It should also be noted that the humanised slide design practice is also only effective if instructors actively reflect on the studies they are including and make positive efforts to improve representation within their teaching materials. If the only studies presented in this format are written by older white men, then this practice could reinforce a perspective that practising scientists do not come from a diverse range of backgrounds. As academics, we have found that preparing slides in this format has prompted us to reconsider the studies we include in lectures, and actively seek out papers with a more diverse authorship. As such, we feel that the practice is also of benefit to instructors who are trying to make a positive difference but feel unsure of where to start. It should be noted that while designing slides in this format is a relatively modest intervention, it does increase the time spent on preparing teaching materials. We have found that selecting literature with appropriate authorship and obtaining images of researchers through searches on GoogleScholar or institutional websites does take time, but consider the activity to be of sufficient benefit. We recommend this as a straightforward way that academics in any setting, including those from majority demographic groups, can improve representation in a discipline relevant format.

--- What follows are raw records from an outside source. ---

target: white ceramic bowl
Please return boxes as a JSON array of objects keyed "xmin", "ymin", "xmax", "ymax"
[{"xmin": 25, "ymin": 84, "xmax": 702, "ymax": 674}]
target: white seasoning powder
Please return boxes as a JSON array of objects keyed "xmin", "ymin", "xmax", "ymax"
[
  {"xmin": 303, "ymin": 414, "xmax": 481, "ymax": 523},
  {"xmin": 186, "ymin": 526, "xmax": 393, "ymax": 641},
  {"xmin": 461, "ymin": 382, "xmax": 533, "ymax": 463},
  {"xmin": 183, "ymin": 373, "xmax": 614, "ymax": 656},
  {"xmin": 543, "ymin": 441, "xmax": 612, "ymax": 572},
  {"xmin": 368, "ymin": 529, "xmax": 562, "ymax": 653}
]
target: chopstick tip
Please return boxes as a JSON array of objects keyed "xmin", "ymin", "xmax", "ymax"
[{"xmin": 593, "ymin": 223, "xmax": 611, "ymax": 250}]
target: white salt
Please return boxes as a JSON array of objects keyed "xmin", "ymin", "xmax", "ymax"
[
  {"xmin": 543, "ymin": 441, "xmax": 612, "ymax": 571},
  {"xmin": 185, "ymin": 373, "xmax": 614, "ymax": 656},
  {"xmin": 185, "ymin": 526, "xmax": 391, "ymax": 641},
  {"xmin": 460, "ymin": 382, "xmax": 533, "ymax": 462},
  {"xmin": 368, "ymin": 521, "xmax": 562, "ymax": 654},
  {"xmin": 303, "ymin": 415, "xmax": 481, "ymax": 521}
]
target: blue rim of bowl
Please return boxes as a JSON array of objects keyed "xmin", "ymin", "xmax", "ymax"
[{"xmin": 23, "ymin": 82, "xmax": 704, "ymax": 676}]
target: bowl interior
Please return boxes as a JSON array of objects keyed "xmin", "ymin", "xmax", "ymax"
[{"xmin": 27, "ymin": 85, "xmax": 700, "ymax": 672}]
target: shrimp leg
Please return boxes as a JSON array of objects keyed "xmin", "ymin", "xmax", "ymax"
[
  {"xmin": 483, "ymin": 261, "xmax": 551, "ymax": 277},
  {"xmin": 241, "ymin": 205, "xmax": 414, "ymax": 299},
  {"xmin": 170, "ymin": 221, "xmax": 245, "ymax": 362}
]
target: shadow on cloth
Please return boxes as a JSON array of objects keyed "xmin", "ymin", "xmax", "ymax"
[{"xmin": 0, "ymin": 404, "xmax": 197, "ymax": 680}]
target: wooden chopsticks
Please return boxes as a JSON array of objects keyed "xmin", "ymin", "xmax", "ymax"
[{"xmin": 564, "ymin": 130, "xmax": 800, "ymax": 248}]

Conclusions and recommendations for practice

In this study, we conclude that students make assumptions about diversity of scientists from Harvard style references that reinforce biases developed by a lack of representation elsewhere in their education and development. We also provide initial evidence that presentation of photographs and full names of scientists alongside formal citations can have a positive impact on some student’s sense of belonging and encourage students to reflect on their biases about who belongs in STEM. We recommend adopting a humanised slide design in research-led teaching materials, so that students can have a better appreciation of the actual diversity of practising scientists that is masked by the formal citation. In our experience, adopting this slide design also actively encourages instructors to seek out papers with a diverse authorship. This is a straightforward intervention that all academics could make to give better representation to a diversity of scientists without having to find additional space within the curriculum. While this intervention is not sufficient to address all issues around diversity in STEM, it is an easy strategy that improves representation in an authentic way through research-led teaching, and may ultimately have a positive impact on the diversity of students choosing a scientific career.